1,20 Euro pro Stunde

„Das Hauptaugenmerk liegt dabei auf dem Anbau von Obst und Gemüse, welches für die „Prenzlauer Tafel“ bestimmt ist“, erzählt die Carmzowerin. Die Teilnehmer, die vom Jobcenter zugewiesen werden und sich hier 1,20 Euro pro Stunde dazu verdienen dürfen, bereiten den Garten zur Aussaat vor, legen Beete an, jäten Unkraut, gießen und ernten. Ein weiterer Schwerpunkt in diesem Jahr war das Köpfen von Weiden zur Holzgewinnung für einen eigenen Bauwagen. „Hier konnten sich einige Teilnehmer sogar am Holzhauen und Stapeln versuchen“, erzählt Viola Strauß: „Das war eine willkommene Abwechslung zum harten Gartenalltag.“ Jedes Jahr wiederkehrend gehörten auch der Trockenrasenschnitt und die Totholzbeseitigung in Zusammenarbeit mit der Naturwacht zu den Aufgaben ihres Teams, setzt sie hinzu.

Coronakrise

Große Schwierigkeiten habe es im Frühjahr durch die Coronakrise gegeben, blickt die Ex-Bäuerin zurück: „Die Ostervorbereitungen waren somit nicht möglich, und auch das gemeinsame Frühstücken entfiel. Die Neugestaltung der Gewächshäuser war ohne die Teilnehmer ebenfalls nicht möglich, das wurde aufs nächste Jahr verschoben.“ Mehrere Wochen lang war die Chefin selbst Alleinkämpferin in dem großen Garten. „Die Pflanzenvorzucht erfolgte in Eigenregie. Und auch die Aussaat“, blickt sie zurück. Bis auf den ständig gehaltenen Telefonkontakt war das Lebenstraining dieses Durchgangs also wenig gewinnbringend für die Teilnehmer.

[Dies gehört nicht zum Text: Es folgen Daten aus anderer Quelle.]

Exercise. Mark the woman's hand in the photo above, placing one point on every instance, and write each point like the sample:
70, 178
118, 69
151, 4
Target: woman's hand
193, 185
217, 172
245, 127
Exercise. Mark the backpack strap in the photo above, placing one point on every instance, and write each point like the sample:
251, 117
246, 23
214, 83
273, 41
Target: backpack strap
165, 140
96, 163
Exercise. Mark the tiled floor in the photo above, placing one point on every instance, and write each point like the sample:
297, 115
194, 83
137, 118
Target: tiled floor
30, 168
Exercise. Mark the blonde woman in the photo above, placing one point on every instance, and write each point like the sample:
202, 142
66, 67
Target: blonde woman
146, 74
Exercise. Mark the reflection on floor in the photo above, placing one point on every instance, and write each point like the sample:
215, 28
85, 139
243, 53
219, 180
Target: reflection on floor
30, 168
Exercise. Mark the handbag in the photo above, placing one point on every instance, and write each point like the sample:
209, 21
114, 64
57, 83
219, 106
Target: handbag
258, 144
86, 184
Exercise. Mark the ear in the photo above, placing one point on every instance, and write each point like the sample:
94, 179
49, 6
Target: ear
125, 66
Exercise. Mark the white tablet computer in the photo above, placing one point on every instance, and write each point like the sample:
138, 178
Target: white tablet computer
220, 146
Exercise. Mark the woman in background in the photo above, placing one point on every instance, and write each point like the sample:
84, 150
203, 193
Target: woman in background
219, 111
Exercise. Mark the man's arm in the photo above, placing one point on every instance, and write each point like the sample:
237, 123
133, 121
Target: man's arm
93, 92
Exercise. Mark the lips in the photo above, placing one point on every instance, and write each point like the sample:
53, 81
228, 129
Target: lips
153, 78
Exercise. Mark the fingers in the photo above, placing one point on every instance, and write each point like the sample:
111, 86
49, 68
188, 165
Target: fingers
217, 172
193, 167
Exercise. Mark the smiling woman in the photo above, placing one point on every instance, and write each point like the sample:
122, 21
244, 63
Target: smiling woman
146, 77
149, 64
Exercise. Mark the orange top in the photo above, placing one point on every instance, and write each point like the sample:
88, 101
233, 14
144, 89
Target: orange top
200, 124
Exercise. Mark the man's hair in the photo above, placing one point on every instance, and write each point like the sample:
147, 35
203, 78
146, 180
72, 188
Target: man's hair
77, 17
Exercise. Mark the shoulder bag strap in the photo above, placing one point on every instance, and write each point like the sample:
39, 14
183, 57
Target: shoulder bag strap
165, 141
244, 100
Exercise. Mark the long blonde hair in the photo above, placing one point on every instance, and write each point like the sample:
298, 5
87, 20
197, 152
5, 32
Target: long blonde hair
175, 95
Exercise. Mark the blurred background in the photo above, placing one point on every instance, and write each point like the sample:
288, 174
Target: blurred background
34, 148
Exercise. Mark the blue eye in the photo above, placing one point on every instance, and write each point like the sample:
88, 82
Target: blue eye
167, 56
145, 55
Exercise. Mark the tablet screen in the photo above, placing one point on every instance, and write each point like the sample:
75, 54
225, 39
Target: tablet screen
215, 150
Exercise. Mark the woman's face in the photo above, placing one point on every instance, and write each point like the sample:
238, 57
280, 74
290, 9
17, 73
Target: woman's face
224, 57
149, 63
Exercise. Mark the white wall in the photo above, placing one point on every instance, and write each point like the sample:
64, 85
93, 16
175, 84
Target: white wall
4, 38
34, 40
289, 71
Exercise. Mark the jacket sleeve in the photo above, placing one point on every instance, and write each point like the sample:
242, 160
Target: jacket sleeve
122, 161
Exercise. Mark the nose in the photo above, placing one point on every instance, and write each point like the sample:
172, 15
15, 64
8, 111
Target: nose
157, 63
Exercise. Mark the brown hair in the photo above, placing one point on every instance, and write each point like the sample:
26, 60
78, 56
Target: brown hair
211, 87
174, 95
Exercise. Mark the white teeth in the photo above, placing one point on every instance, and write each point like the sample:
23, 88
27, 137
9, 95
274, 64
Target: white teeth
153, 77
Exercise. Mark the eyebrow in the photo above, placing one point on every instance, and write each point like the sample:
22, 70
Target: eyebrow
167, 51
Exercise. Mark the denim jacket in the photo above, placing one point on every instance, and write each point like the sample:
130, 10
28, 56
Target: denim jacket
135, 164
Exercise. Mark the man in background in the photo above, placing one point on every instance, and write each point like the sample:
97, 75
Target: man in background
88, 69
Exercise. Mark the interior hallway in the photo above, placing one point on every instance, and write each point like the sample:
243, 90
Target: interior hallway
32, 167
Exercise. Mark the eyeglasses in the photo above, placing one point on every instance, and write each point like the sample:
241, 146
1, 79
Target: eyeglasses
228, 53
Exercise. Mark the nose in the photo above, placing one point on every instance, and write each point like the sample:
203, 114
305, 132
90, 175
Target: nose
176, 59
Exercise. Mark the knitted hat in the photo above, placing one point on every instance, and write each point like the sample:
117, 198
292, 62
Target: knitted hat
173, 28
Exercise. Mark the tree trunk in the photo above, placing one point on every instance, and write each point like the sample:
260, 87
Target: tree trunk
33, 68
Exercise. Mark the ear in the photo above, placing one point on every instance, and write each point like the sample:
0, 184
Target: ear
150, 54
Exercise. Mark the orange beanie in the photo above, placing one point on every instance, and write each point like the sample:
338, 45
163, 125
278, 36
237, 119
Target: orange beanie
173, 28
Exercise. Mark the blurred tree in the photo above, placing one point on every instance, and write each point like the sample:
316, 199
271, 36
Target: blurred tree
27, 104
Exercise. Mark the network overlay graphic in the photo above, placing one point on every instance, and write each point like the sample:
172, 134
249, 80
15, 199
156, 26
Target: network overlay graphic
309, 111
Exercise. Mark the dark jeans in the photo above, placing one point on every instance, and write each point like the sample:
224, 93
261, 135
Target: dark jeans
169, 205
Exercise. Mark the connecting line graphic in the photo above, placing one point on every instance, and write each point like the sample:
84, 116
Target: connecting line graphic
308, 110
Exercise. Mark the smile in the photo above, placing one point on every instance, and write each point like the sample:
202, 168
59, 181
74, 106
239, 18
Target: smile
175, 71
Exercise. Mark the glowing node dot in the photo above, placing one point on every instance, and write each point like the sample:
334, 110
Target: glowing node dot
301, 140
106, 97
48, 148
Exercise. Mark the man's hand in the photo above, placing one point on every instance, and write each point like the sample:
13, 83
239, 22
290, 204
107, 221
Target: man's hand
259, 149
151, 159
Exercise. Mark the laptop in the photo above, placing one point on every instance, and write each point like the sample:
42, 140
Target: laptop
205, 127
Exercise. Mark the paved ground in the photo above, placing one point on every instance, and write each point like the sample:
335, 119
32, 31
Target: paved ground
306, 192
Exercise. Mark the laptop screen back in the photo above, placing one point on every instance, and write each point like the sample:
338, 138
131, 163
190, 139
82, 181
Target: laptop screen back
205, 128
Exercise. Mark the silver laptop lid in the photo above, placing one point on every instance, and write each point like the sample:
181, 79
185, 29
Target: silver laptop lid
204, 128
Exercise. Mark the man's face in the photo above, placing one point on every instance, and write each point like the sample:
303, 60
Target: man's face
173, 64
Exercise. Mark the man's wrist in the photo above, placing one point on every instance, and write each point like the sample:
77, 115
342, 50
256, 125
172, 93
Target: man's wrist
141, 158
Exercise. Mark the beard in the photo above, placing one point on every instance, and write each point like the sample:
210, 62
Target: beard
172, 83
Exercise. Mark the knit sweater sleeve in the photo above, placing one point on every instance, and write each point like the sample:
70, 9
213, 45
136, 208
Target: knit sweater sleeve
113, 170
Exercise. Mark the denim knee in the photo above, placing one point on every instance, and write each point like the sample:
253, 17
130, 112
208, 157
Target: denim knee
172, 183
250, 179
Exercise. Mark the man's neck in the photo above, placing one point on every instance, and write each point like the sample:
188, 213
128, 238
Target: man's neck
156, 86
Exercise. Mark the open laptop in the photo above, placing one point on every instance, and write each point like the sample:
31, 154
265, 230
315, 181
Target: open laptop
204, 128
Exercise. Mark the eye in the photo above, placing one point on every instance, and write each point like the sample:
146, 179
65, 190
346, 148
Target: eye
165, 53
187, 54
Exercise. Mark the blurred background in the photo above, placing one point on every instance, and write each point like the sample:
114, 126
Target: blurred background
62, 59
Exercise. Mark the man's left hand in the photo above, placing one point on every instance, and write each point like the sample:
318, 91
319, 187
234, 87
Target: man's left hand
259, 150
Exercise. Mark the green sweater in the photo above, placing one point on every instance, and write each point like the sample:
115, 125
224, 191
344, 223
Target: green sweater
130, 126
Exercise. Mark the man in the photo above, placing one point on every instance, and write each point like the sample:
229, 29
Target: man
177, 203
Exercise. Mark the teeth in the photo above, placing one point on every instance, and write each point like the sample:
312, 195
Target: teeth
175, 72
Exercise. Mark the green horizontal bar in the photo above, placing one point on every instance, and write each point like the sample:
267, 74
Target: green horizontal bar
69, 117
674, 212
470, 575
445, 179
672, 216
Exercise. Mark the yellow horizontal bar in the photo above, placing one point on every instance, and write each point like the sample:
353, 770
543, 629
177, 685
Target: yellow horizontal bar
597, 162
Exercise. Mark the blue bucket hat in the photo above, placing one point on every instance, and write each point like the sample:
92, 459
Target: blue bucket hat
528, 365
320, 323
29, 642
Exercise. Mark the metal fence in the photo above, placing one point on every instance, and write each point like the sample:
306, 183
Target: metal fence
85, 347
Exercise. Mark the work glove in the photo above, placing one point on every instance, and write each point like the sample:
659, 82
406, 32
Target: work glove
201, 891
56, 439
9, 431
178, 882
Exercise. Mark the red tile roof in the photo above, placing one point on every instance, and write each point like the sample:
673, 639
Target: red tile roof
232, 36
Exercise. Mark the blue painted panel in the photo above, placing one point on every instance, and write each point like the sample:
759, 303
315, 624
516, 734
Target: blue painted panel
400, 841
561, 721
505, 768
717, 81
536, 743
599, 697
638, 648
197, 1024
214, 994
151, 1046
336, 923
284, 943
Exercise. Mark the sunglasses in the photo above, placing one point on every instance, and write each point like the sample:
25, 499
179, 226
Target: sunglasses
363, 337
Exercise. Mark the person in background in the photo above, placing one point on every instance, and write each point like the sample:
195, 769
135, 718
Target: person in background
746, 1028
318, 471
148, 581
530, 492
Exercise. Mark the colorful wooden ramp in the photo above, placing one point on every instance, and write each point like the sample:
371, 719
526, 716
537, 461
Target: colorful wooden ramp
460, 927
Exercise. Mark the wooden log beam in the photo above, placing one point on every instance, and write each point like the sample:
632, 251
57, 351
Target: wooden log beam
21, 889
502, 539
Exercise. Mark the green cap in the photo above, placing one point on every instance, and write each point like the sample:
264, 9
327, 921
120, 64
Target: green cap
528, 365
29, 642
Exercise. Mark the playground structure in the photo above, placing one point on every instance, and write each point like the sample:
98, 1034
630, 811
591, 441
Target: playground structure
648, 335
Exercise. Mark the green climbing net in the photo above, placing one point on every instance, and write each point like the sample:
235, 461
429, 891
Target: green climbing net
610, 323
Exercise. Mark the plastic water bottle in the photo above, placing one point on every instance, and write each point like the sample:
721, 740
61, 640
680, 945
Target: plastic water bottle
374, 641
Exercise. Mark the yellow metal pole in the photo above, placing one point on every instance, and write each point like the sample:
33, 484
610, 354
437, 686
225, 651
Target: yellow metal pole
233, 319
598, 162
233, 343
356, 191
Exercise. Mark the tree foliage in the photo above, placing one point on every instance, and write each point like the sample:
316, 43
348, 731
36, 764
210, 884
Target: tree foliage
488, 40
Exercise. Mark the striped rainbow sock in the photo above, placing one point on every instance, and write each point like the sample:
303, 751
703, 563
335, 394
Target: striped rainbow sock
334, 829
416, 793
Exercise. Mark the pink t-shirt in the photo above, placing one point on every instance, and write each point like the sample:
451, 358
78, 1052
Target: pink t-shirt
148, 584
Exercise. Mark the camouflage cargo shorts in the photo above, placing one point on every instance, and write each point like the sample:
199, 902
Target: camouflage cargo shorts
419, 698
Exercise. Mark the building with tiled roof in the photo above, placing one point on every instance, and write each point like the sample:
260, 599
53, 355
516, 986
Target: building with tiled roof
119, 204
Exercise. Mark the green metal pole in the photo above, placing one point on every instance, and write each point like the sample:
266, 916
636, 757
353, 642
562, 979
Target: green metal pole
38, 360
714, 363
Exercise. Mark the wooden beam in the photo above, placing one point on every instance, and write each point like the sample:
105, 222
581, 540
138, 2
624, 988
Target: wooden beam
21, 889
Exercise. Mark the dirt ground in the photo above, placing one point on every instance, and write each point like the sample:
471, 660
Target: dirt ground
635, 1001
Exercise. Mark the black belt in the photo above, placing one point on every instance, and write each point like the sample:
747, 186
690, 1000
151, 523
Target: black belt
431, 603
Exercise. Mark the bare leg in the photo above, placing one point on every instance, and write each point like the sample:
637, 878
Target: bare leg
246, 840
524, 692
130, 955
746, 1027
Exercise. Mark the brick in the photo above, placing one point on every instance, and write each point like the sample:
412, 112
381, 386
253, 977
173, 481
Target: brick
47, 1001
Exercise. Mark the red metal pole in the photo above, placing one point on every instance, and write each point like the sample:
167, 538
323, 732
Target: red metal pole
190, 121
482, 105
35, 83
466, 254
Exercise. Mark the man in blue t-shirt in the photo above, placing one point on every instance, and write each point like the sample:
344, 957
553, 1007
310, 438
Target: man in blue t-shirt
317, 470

Positive Entwicklungen erkennbar

Dabei hat Viola Strauß einen großen Anspruch an ihr Wirken für die Langzeitarbeitslosen: Die Gestaltung des Alltags, die Entwicklung zur Eigenständigkeit und die gegenseitige praktische Hilfe haben einen hohen Stellenwert. Gemeinsame Unternehmungen, wie beispielsweise der Besuch des Kaufhauses für Bedürftige, Frühstücksrunden und Grillfeste, sollen die Gemeinschaft stärken und Anregungen für die Teilnehmer schaffen. „Bei vielen war eine positive Entwicklung zu erkennen“, schätzt Viola Strauß ein: „Aber auch hier sorgte die Coronakrise für Rückschläge.“

Absprung geglückt

Auch der ständige Wechsel der Teilnehmer habe immer wieder für Störungen in der Gruppe gesorgt, da den Neuen oft mit Vorurteilen und Skepsis entgegen getreten worden sei. Lediglich einer Frau sei im Anschluss der Absprung in den ersten Arbeitsmarkt geglückt. Eine Zweite hat sich für den Bundesfreiwilligendienst verpflichtet. „Ich hoffe natürlich, dass wir auch den anderen Anregungen für ihren weiteren persönlichen und beruflichen Werdegang geben konnten“, sagt die LAFP-Mitarbeiterin, wohlwissend, dass die aktuelle Truppe aufgrund des hohen Altersdurchschnitts eher auf vorzeitigen Rentenbeginn hofft. So, wie die 62-jährige Elli Fischer, die zu denen gehört, die die Arbeit im Garten lieben. Auch die spätere Verarbeitung der Ernteprodukte macht der Prenzlauerin Spaß.